Andalucía tembló este verano más que en otras ocasiones, pero los científicos no ven motivos de preocupación. El Instituto Andaluz de Geofísica, con sede en Granada, registró desde junio a los primeros días de septiembre, y a falta de datos más precisos, 402 terremotos, la mayoría de pequeña intesidad e imperceptibles. Sólo una docena fueron apreciados claramente por la población. El mayor tuvo una intensidad de 4,6 en la escala de Richter y aunque tuvo su epicentro fuera de Andalucía, en Totana (Murcia), fue sentido en las provincias de Almería, Granada y Jaén y ha sido considerado 'ligeramente dañino' por el Instituto Andaluz de Geofísica.
A pesar de que la cifra bruta de terremotos pudiera llenar de inquietud a la población, José Morales Soto, director del citado instituto, dependiente de la Universidad de Granada, considera que no hay razón alguna para alterarse sino que, al contrario, esta cifra es sólo 'ligeramente superior a lo normal'.
'Generalmente sufrimos entre 1.500 y 2.000 terremotos de mayor o menor intensidad cada año y el número de este verano apunta hacia la parte más alta de esa media anual'. No hay nada que temer, por tanto.
Los científicos consideran beneficioso que ocurran terremotos. Según su director, cada vez que la tierra se mueve es una oportunidad para conseguir nuevos datos que permiten perfeccionar el mapa geológico de Andalucía así como sacar nuevas conclusiones sobre la sismología andaluza.
En el instituto no hay escasez de cifras. En Andalucía, entre junio y agosto, el interior de la Tierra ha temblado todos y cada uno de los días excepto dos.
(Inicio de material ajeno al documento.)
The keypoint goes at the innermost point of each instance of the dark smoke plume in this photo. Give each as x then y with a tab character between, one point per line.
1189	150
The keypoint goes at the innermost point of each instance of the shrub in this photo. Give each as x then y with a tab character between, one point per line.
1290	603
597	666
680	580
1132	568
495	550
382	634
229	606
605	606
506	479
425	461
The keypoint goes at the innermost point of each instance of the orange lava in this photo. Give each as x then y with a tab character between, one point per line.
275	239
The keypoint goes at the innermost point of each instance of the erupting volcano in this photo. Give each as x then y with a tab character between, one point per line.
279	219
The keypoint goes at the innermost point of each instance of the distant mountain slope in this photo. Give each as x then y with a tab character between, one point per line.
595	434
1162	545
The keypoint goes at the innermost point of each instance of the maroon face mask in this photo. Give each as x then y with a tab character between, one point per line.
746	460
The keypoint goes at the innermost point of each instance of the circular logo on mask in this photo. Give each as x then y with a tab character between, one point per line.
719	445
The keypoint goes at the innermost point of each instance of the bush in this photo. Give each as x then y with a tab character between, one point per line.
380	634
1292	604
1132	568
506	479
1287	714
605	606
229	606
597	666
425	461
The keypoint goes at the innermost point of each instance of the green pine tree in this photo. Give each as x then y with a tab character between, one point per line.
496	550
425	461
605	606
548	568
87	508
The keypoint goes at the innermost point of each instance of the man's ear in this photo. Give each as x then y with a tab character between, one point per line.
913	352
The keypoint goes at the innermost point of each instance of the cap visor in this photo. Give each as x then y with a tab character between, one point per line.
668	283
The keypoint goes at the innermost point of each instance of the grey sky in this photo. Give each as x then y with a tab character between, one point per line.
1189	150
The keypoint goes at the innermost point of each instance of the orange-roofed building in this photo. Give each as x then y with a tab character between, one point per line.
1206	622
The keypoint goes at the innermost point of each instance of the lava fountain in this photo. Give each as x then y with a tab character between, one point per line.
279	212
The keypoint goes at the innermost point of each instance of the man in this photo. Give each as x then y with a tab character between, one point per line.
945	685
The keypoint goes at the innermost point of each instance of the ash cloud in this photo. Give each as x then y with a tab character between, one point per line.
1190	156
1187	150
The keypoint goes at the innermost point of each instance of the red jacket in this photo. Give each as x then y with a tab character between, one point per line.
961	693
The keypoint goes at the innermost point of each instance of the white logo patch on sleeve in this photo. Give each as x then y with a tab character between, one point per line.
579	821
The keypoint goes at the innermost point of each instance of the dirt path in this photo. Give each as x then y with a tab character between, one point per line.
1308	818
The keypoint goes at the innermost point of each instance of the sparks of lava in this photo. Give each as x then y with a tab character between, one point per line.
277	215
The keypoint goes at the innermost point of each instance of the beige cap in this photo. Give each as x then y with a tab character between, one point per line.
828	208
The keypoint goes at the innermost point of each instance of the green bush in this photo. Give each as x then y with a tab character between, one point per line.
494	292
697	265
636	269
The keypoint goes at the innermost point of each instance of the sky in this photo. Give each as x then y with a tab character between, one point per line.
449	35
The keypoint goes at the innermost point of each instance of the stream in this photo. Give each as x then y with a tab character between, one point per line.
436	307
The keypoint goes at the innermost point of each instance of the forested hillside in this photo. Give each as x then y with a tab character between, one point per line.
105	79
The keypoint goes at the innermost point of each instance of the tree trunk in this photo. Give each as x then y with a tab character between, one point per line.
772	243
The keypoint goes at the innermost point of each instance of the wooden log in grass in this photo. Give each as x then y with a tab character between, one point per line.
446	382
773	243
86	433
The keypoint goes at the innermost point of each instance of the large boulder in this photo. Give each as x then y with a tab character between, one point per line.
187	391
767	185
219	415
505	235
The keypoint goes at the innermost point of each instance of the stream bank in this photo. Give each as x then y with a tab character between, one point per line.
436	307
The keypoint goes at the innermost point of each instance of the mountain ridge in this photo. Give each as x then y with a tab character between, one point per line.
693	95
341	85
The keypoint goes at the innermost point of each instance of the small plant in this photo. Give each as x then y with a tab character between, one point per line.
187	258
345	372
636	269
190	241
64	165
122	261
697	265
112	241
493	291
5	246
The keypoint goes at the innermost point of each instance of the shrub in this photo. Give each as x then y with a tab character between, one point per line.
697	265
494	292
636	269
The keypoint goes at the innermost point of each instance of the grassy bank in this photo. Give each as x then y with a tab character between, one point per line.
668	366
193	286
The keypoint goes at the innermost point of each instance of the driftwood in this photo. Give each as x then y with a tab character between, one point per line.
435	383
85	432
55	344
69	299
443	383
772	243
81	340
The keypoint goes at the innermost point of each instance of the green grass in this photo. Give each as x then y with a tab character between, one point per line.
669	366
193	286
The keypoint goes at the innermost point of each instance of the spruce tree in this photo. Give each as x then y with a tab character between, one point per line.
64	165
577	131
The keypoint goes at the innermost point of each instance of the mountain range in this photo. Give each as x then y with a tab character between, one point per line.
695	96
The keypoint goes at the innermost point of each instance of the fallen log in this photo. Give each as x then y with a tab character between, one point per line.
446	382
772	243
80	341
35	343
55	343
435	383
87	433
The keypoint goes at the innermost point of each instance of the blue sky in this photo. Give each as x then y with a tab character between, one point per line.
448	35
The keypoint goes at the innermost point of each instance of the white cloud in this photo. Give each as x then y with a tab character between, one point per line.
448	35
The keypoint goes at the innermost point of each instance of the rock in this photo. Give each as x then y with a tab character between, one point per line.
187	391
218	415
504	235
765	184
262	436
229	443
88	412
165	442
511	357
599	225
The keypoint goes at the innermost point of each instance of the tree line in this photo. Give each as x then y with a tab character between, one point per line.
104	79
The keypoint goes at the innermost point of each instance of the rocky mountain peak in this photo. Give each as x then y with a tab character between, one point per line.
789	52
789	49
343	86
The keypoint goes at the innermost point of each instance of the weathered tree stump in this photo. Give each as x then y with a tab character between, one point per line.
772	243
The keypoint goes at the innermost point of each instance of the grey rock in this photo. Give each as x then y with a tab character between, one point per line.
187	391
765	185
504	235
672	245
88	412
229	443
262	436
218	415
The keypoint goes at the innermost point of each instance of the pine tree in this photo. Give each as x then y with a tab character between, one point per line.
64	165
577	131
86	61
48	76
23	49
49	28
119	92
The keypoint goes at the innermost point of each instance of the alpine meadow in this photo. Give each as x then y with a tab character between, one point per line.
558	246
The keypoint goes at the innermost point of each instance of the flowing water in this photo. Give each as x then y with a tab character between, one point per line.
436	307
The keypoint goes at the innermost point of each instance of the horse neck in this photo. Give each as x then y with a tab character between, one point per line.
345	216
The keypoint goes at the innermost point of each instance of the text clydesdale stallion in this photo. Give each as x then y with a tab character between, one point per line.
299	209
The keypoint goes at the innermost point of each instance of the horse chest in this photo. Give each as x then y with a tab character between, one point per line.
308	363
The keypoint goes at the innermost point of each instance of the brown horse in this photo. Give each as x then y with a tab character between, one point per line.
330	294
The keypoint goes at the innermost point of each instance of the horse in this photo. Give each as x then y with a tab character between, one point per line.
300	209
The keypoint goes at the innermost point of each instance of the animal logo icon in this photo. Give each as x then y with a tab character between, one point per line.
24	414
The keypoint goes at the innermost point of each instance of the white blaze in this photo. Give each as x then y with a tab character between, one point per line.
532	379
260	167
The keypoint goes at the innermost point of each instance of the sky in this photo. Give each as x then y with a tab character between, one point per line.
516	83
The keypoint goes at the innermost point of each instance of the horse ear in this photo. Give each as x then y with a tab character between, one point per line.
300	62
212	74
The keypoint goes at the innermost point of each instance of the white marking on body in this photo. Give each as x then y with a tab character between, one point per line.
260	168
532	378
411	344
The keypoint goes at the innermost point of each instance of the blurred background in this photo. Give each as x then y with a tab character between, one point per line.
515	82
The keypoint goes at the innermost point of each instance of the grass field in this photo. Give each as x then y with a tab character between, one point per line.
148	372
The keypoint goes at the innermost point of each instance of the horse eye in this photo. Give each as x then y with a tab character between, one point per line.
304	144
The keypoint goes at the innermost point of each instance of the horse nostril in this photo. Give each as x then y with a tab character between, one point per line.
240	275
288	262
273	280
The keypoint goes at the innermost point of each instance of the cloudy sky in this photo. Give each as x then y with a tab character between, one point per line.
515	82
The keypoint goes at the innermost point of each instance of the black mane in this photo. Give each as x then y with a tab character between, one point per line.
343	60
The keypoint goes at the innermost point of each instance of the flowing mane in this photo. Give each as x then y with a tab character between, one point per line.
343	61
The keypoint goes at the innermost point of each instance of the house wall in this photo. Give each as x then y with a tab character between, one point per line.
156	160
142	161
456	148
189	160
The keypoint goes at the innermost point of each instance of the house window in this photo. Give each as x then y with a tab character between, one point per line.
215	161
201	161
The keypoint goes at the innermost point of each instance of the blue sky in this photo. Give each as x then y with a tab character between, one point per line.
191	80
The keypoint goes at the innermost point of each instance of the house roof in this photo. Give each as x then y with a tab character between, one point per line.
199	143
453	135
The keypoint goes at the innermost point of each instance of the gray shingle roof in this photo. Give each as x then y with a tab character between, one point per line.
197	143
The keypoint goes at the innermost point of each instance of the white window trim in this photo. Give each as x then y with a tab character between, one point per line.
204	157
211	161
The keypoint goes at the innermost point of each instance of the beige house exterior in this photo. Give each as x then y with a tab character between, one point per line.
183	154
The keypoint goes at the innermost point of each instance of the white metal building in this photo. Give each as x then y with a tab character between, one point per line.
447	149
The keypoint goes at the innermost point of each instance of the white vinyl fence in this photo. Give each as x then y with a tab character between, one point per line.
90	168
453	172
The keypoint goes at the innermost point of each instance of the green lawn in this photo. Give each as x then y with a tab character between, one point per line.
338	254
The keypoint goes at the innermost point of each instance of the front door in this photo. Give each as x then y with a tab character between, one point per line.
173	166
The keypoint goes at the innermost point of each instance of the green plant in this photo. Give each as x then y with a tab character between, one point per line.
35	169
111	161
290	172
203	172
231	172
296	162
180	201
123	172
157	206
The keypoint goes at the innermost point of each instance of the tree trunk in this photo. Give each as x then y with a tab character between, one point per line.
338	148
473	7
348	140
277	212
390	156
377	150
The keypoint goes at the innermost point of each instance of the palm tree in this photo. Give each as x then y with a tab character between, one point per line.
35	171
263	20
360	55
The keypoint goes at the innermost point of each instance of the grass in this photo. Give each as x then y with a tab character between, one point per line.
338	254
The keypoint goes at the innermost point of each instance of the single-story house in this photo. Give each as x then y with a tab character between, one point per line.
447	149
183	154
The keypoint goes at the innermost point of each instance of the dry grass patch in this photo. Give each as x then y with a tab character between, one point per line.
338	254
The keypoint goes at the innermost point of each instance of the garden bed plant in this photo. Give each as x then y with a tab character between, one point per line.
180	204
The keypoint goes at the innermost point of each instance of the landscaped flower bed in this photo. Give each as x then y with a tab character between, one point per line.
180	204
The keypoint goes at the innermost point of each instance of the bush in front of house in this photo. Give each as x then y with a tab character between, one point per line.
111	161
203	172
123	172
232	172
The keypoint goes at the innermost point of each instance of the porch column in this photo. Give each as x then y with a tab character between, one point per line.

Hubo descanso para los sismógrafos el 15 de junio y el 23 de julio. En el otro extremo, hubo jornadas muy movidas en las que los aparatos anotaron hasta 15 temblores. Así, el 23 de junio se registraron 15 pequeños seísmos y el 27 de julio, 11 movimientos. En ningún caso los terremotos superaron los 3,3 de la escala de Richter, una escala de 1 a 10 grados que cuantifica los seísmos en función de la intensidad del movimiento.
Lo que sí parece claro es que la tierra, además de inquieta es a veces muy insistente. En El Jau, en la provincia de Granada, los sismógrafos se pusieron en marcha hasta una docena de veces entre el seis y siete de junio; al menos tres de esos movimientos fueron percibidos levemente en la superficie.
En cuanto a las zonas de ocurrencia, Andalucía oriental, con Granada a la cabeza, sigue siendo el territorio con más riesgo sísmico. En la provincia granadina se dieron la mayoría de temblores, algunos de los cuales también se percibieron en Jaén y Almería. Pero, a pesar de la creencia de que el Este de Andalucía tiene la exclusividad sísmica, también la zona occidental sufrió estos este verano tales fenómenos. La provincia de Cádiz en concreto, ha soportado esporádicamente estos fenómenos sísmicos. Los ciudadanos de Alcalá de los Gazules y, esta misma semana, los de Jerez de la Frontera también han notado ligeramente el movimientos de la tierra.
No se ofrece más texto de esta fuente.